Segundo BEDIN, a empresa de consultoria foi contratada e ficou responsável pelo deslocamento até a cidade de Brasiléia, no Acre, onde estão os imigrantes, para selecionar os novos colaboradores solicitados. “Fizemos três reuniões para repassar o perfil que nós queríamos e qual a finalidade da contratação. Apresentamos a empresa, acertamos os honorários e eles se deslocaram para Brasiléia, onde ficaram três dias fazendo a seleção. Após, já com a carteira de trabalho, CPF e demais documentos em mãos, foi fretado um ônibus para trazê-los até aqui, chegando em São Miguel do Oeste no dia 20”, explica.
Haitianos já uniformizados para trabalhar na empresa de construção civil(Foto/Arquivo Pessoal)

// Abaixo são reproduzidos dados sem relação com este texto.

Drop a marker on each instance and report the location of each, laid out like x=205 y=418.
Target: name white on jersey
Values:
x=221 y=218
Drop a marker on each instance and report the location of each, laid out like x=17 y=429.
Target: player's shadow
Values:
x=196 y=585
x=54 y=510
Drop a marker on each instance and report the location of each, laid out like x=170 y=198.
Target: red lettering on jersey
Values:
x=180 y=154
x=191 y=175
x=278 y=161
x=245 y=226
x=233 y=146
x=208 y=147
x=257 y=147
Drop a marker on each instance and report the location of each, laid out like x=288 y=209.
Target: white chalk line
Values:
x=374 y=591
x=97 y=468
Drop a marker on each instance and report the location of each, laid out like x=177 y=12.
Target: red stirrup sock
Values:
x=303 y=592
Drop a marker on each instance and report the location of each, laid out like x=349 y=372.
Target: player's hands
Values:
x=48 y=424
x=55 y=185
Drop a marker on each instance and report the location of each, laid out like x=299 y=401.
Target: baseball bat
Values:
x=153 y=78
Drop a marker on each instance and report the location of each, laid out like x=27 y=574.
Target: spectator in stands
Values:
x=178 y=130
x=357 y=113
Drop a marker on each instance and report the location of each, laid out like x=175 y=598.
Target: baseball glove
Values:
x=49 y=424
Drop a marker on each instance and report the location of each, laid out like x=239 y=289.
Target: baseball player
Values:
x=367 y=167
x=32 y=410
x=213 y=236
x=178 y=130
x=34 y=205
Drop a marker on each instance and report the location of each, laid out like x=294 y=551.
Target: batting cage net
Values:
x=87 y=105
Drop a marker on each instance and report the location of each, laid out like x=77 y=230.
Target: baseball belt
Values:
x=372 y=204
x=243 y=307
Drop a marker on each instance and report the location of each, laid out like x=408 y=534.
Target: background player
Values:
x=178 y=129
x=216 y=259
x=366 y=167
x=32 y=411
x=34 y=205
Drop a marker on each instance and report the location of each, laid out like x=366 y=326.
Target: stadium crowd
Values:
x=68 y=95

Assim que chegaram ao município, os haitianos contratados pela Macodesc foram acomodados em uma casa alugada, mobiliada e equipada para recebê-los. Cada um recebeu kits e roupas de higiene pessoal e terão o aluguel, demais despesas e alimentação custeada pela empresa neste primeiro mês, inclusive em fins de semana e dias de folga. Após o primeiro mês e já com o primeiro salário em mãos, as despesas, como aluguel e alimentação, ficarão a cargo de cada um, mas eles poderão permanecer na casa.
Segundo BEDIN, estando no Brasil os haitianos deverão cumprir a legislação, tanto trabalhista quanto criminal, estando sujeito às sanções brasileiras. Porém, cabe à empresa informar a Polícia Federal, a cada seis meses, no período de dois anos, de que a pessoa está na cidade, está trabalhando e que não cometeu nenhum delito. “Fechando esse tempo de dois anos, se estiver tudo certo ele pode ser considerado cidadão definitivo”, explica.